襲撃者は地面で受け身を取り、立ち上がる。
そして体を半回転させて自分に向き直るその人物の姿を観察する。
そいつの得物は質素な薙刀。刃は美しく、一つの土汚れも付いていない。何人もの肉を切り裂いてきた筈が、刃こぼれも見当たらなかった。
平均よりは背が高く、眼差しは冷たく燃え上がる敵意に満ちている。
テオはその人物を知っていた。
人物は薙刀を構えていて、隙が無い。
テオも己の得物を取り出した。
_________それは一本の短剣だった。短剣と言うには少し刃が長く、人の首くらいは両断出来る。テオの魔力を帯び、それはそこにある空気を切り裂くほどに切れ味を増していた。

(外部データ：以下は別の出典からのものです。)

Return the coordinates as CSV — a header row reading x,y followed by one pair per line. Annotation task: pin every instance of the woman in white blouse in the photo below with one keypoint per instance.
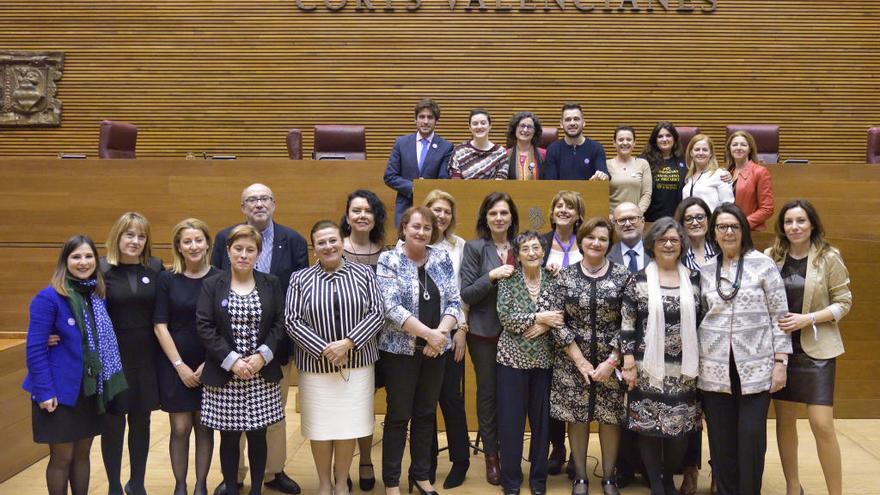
x,y
704,179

「ああ、そっか」不意にテオが言った。「当然アンタも参加してるよね」
空気が固まっている。
テオから静かに魔力が放たれる。
襲撃者が口を開いた。
「会ったことがあるか?」
低く、平坦なそれはその場の空気を僅かに下げた。
紺碧の髪。金色の瞳。他者を寄せ付けない気配。膨大な魔力量。だがそこにはしっかりとした知性がある。
「アイレン様の二回目、アンタでしょ?」
「王子か。そうだ、僕がやった」
襲撃者は冷たい声で告げる。
その体からも、濃く重い魔力が広がった。
あの時、共に特別昇格試験を受けた少年。
入学式で、全ての生徒に宣戦布告した人物。
テオは眉根を寄せて、自分の不幸を嘲笑うように言った。
「強敵に遭っちゃったかあ…………。ねえ?」
「内部進学首席、ネイズ・レーべニアさん」
技説明その3
〈夢見鴉の花籠〉
使用者:テオ
根源魔法、風魔法、闇魔法、炎魔法の組み合わせ技。闇魔法で作り出した鴉の影に、爆発の魔法と幻影の魔法の魔法式を付与している。テオの持ち前の計算力(奇術限定)で、何故かその軌道は対象物を中心とした巨大な球体になる。花の半分は幻であり、実際は大量の魔法爆薬をばら撒いている。残りの幻ではない花は風魔法の刃をどうにかして花弁らしく飾ったもの。
作者が東方好きなので、綺麗な技を出したくて三日かけて考えました。